WWD.com/beauty-industry-news/financial/federated-sets-an-open-pitch-to-macy-creditors-1156155/

NEW YORK — Like an eager swain wooing the family of a prospective bride, Federated Department Stores is about to make its case for a merger to Macy’s creditors.

Federated has invited all the key players in the R.H. Macy & Co. Chapter 11 case for a “getting-to-know-you” meeting next Wednesday at the offices here of Jones, Day, Reavis & Pogue, Federated’s lawyers.

After having been rebuffed by Macy management, Federated will now seek acceptance by Macy creditors. It will present its financial picture and list its reasons why a union of the two retail giants would benefit both of them, WWD learned Tuesday.

A Federated spokesman declined comment on the meeting. Federated, which will not present a formal reorganization plan, has met one-on-one with the main creditor groups for a month, but this would be the first time all the top figures — with the exception of Macy’s — would be gathered under one roof. “If somebody is proposing a marriage, they have to tell the other party what’s in the dowry,” said Robert Miller, counsel for Macy’s bondholders’ committee.

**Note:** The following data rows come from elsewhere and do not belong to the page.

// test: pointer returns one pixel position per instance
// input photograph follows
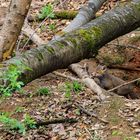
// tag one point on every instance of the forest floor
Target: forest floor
(118, 118)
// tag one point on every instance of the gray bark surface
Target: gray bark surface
(78, 44)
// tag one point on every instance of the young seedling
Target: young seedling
(43, 91)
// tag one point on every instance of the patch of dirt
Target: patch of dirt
(123, 115)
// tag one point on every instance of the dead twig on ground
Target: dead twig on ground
(89, 113)
(123, 84)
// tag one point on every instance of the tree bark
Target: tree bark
(12, 26)
(78, 44)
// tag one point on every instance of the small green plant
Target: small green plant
(19, 109)
(12, 124)
(15, 125)
(29, 122)
(52, 27)
(116, 133)
(46, 11)
(77, 87)
(43, 91)
(10, 78)
(68, 87)
(72, 87)
(43, 27)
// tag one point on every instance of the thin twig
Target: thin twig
(90, 113)
(89, 133)
(54, 121)
(66, 76)
(130, 46)
(126, 83)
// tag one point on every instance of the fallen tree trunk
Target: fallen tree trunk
(78, 44)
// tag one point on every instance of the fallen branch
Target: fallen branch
(124, 67)
(55, 121)
(130, 82)
(66, 76)
(64, 14)
(90, 113)
(128, 46)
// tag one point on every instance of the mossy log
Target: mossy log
(78, 44)
(63, 14)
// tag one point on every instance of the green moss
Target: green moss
(134, 39)
(39, 56)
(91, 36)
(60, 45)
(73, 41)
(50, 50)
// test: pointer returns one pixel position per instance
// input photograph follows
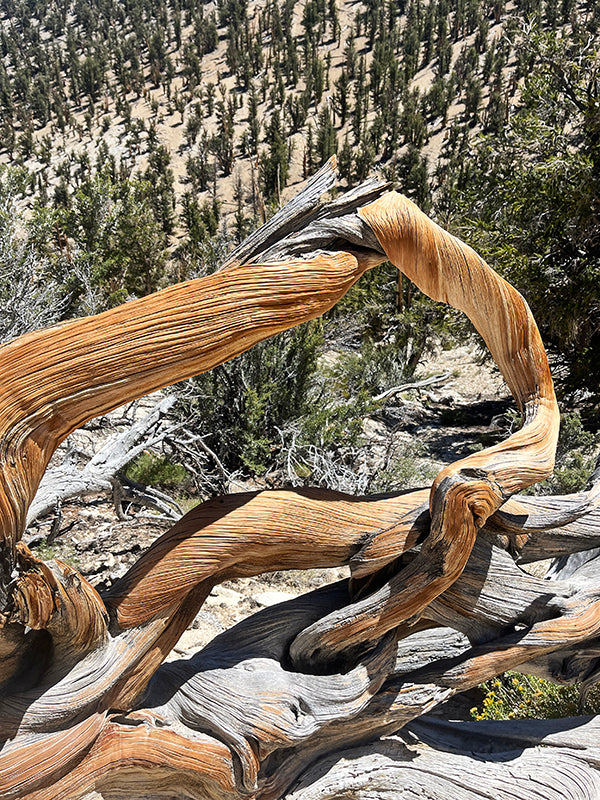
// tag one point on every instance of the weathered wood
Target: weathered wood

One source close to the case said he expects Federated to criticize the length of Macy’s reorganization, which is entering its third year.

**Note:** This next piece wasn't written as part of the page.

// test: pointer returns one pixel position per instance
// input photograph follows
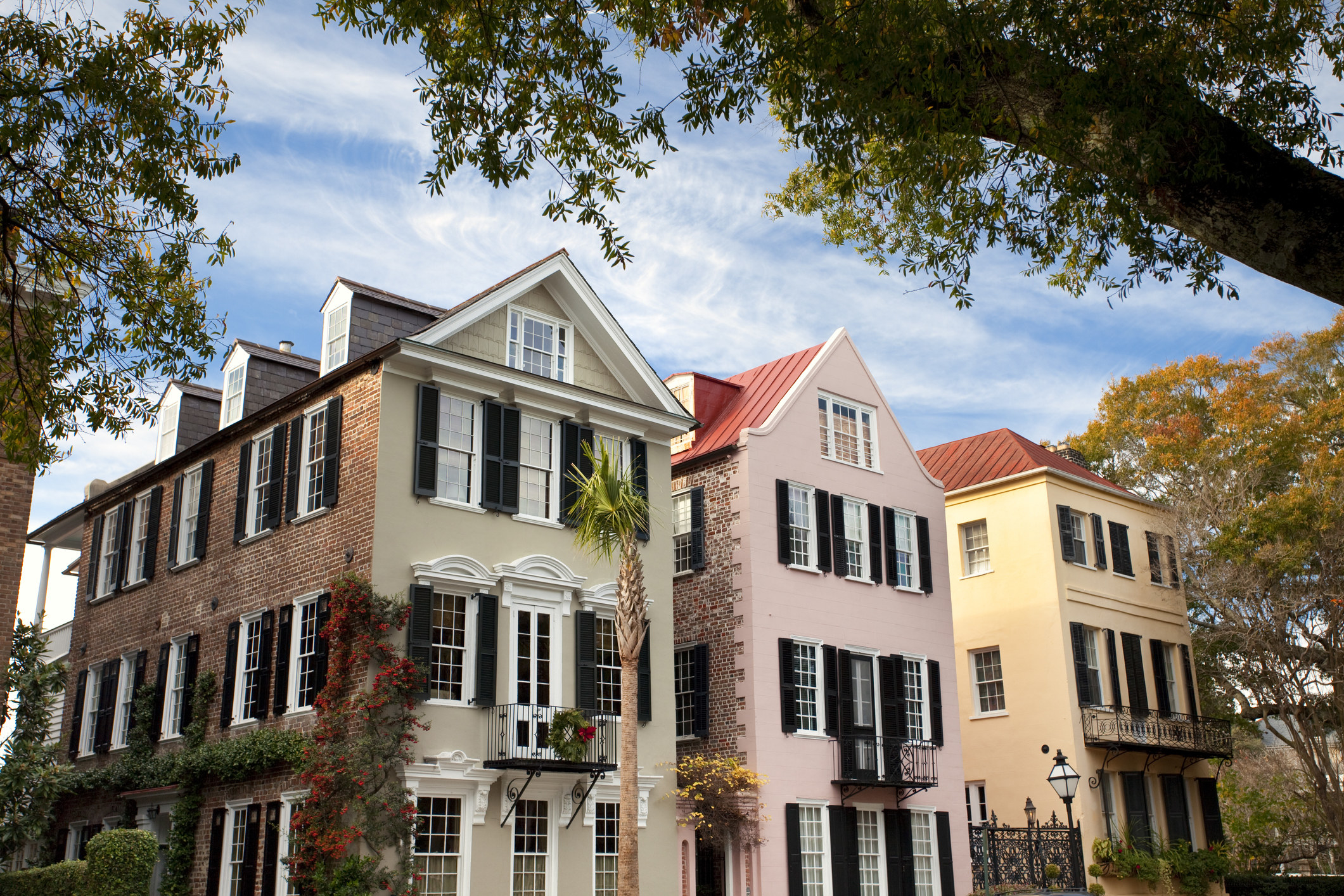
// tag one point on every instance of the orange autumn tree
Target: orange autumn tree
(1249, 454)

“They’ve got to bash Macy’s a little,” said the source. “They’ll probably say, ‘We’ve looked at Macy’s business plan, and we don’t think they can get out for another couple of years, but stick with us and we can do it in a year.”‘

Federated became a player in Macy’s reorganization on Jan. 2, when it acquired half of Prudential Insurance Co.’s $1 billion claim secured by mortgages on 70 of Macy’s 110 department stores.

Since the Federated foray, analysts have praised the potential synergy of the combination, but Macy’s has remained cool to the idea.

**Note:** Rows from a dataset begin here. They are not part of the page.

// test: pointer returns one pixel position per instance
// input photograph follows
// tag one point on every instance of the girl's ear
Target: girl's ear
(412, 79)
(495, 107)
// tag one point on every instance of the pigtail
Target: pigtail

A Macy’s spokesman downplayed the upcoming meeting.

“Federated has been in contact with these groups in the past, and we assumed they would have contact in the future as well,” the spokesman said. “We continue to believe that rebuilding a strong, independent Macy’s and developing our own plan of reorganization is the best way to create value for our creditors. And that’s exactly what we’re doing.”

Some sources speculated that the meeting was an attempt by Federated to alleviate concern over its weak sales showings in recent months. They noted that the Jan. 17 earthquake in California and bad weather throughout much of the month clobbered sales at most stores. Macy’s eked out a 0.9 percent same-store sales increase. Federated’s same-store sales fell 4.8 percent.

Bankruptcy law prevents Federated from filing a competing reorganization plan at the current time. As reported, Macy’s is expected to file a motion this week for a six-month extension of its exclusive period to propose a reorganization plan. The exclusive period is due to expire March 15, and a hearing is set for Feb. 22 on Macy’s motion before Chief Bankruptcy Judge Burton R. Lifland.

Federated is not expected to object to the request, despite the scheduled parley with Macy’s creditors, sources said.

“Federated will most likely wait until Macy’s puts forth its own plan before making an improved counter offer,” said one source.